To provide additional proof of the strong connection between mental and physical health, one need only look at the diagnostic criteria of major psychiatric diagnoses. Anxiety disorders are the most common psychiatric disorders, and a hallmark symptom of Generalized Anxiety Disorder is recurrent headaches and muscle aches that cause clinically significant distress. Panic disorder is diagnosed via intense anxiety spikes with concurrent chest tightness, faintness, palpitations, shortness of breath, and/or profuse sweating. An established diagnostic criterion of Major Depressive Disorder is impaired sleep quality which contributes to depression and excessive daytime fatigue and loss of energy. Posttraumatic stress disorder is epitomized by intrusive, recurrent thoughts that can lead to headaches, myalgias, and exhaustion from reliving a traumatic experience.



The Significance of Holistic Treatment

Psychiatrists, compared to psychologists, are distinguished not only by their ability to prescribe psychotropic medications but also by their capacity to first rule out medical etiologies prior to establishing a psychiatric diagnosis, as well as the knowledge to connect physical ailments to mental etiologies and treat accordingly. Such practices are standardized via ordering basic labs such as a CBC, CMP, and TSH to rule out common physiologic mimickers of psychiatric ailments, examples including anemia, hyponatremia, and hypothyroidism.
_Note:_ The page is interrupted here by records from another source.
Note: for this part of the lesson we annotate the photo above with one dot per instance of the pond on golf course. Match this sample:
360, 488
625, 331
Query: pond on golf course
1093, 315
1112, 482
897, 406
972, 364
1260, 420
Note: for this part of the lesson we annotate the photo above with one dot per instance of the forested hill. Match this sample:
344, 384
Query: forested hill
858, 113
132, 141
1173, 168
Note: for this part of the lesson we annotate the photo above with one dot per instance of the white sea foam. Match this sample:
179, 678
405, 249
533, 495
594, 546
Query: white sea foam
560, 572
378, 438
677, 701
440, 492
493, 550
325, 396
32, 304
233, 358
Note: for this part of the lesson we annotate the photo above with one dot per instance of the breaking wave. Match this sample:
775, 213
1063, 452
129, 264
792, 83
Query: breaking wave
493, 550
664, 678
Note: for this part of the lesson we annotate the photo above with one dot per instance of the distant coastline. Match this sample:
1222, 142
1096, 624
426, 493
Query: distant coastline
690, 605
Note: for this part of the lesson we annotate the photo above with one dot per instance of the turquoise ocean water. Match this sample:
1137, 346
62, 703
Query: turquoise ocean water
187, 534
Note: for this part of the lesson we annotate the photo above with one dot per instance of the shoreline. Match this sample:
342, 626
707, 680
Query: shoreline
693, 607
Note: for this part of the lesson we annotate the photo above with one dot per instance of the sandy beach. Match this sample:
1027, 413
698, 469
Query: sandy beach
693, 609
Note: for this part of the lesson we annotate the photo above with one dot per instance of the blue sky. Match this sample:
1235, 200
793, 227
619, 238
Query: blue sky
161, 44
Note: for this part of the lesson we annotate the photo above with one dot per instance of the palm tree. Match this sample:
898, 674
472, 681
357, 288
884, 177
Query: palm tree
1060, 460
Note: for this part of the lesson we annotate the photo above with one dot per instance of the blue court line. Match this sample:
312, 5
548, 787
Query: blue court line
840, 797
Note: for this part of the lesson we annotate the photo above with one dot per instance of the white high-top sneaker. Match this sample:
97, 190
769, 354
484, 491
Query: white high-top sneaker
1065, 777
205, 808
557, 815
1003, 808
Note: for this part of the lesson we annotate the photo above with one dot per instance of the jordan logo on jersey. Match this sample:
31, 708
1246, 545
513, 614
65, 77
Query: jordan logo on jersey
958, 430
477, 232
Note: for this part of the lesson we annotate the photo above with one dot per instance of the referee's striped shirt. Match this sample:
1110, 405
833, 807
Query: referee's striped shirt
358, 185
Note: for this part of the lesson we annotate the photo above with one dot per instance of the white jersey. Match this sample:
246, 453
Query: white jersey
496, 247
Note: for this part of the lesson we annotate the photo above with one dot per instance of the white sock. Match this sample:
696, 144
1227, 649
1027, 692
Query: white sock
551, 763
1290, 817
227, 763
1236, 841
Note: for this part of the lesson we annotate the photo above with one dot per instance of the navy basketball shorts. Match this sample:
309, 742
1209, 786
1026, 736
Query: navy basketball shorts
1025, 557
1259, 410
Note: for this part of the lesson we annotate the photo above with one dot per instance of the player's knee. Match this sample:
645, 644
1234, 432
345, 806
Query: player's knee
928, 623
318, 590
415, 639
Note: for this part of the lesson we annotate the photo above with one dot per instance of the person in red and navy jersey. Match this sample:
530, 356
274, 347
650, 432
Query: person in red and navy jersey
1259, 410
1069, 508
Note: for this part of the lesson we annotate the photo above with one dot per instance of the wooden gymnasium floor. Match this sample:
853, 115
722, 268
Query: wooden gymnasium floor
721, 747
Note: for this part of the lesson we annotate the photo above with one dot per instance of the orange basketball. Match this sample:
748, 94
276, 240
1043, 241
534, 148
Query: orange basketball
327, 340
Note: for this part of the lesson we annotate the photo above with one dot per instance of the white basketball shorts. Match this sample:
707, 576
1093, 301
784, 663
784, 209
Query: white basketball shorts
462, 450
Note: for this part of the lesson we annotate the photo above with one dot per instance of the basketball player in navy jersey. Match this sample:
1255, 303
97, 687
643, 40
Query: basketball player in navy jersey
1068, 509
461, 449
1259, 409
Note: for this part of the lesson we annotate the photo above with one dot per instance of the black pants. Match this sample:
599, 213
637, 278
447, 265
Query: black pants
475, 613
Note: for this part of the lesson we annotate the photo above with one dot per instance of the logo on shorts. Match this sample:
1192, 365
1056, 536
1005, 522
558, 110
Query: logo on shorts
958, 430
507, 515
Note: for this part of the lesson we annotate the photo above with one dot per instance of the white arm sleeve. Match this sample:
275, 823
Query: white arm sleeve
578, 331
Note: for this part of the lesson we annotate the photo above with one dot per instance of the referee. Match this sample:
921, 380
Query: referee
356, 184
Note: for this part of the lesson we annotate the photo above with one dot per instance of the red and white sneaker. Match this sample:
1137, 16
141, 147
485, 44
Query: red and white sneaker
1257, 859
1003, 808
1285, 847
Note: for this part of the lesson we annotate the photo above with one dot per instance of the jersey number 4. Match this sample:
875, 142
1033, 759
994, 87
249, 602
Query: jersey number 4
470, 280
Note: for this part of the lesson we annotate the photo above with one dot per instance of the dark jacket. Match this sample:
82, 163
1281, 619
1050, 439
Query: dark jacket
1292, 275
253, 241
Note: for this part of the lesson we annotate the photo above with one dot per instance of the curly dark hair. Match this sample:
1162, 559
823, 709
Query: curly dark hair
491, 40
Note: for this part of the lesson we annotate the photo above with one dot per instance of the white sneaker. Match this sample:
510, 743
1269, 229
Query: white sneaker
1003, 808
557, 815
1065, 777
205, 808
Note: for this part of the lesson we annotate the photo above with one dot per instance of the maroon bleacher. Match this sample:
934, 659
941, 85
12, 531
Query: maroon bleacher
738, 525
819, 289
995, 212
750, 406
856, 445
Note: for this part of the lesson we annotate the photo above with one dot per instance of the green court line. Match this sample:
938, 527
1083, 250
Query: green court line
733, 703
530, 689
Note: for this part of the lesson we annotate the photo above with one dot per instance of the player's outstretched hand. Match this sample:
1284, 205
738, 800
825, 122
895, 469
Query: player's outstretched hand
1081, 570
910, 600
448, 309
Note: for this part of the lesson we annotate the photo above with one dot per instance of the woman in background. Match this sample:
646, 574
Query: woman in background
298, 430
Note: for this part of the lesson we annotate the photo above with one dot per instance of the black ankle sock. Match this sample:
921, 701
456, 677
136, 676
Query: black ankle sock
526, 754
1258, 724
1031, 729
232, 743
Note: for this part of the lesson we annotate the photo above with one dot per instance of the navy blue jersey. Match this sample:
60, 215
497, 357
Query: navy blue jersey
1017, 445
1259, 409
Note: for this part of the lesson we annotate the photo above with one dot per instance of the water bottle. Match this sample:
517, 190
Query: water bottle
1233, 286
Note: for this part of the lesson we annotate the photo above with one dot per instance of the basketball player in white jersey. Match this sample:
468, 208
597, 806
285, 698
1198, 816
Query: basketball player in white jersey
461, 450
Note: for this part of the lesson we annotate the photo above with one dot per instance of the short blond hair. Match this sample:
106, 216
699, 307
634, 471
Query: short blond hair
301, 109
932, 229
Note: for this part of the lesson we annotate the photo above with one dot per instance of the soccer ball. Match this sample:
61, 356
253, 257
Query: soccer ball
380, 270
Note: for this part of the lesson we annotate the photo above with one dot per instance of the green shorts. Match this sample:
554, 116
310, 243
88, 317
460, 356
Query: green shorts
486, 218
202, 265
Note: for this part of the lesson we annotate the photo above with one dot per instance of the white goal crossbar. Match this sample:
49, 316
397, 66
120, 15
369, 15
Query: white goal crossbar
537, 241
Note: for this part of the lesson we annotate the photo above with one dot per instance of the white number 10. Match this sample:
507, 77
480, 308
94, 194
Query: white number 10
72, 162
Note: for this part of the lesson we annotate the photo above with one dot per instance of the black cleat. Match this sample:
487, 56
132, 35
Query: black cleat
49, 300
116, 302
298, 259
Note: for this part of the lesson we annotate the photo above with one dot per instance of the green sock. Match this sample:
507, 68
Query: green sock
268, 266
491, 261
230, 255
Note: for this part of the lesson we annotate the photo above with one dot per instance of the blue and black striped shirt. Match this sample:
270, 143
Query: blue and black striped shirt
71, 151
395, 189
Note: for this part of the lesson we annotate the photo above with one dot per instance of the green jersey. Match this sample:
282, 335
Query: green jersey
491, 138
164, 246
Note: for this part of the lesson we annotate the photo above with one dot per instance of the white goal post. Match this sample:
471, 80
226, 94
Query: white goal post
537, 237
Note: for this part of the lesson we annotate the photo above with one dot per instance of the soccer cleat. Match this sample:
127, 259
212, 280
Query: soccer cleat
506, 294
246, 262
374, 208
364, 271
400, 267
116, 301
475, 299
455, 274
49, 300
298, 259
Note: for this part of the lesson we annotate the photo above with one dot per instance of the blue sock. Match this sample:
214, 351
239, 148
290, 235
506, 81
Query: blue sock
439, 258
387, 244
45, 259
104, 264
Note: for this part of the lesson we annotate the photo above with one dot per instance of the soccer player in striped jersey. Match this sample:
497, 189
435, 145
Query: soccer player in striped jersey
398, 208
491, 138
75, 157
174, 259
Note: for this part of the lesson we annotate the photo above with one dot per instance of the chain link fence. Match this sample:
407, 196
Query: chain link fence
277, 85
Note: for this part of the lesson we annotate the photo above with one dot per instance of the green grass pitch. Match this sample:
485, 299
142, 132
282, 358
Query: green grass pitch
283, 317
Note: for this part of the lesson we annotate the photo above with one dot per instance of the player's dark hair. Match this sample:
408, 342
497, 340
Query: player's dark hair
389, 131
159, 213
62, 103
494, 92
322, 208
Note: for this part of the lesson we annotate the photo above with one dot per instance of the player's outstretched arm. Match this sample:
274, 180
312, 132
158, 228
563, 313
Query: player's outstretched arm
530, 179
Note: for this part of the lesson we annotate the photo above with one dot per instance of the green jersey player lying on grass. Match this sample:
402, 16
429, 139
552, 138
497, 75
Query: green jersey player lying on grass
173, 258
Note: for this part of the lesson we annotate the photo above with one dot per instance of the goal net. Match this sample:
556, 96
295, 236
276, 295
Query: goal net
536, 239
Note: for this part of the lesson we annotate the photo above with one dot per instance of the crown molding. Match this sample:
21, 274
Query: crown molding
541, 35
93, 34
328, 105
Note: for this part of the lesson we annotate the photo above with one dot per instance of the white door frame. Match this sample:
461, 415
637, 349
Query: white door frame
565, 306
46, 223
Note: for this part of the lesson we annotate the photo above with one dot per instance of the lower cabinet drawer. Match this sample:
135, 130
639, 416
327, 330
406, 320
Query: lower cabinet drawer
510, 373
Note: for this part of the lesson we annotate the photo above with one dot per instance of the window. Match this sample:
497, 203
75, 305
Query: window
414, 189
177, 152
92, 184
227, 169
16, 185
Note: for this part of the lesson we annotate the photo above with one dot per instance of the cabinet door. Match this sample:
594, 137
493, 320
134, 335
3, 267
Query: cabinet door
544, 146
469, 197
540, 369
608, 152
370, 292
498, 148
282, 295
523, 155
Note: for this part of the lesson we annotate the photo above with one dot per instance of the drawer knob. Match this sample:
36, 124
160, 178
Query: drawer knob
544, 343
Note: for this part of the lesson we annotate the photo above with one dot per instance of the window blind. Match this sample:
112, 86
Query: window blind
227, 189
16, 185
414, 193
Yet too often, mental health is often portrayed as distinct from physical health to the detriment of countless long-suffering patients. A holistic approach stresses the connection between mind, body, and spirit, and treating one of these facets is treating all of them. Despite the division of medicinal roles into various specialties, the foremost fact to remember for all physicians is the essentialness of treating the person as a whole, namely a collection of physical, mental, and spiritual experiences, to ultimately improve the quantity and especially the quality of a person’s life.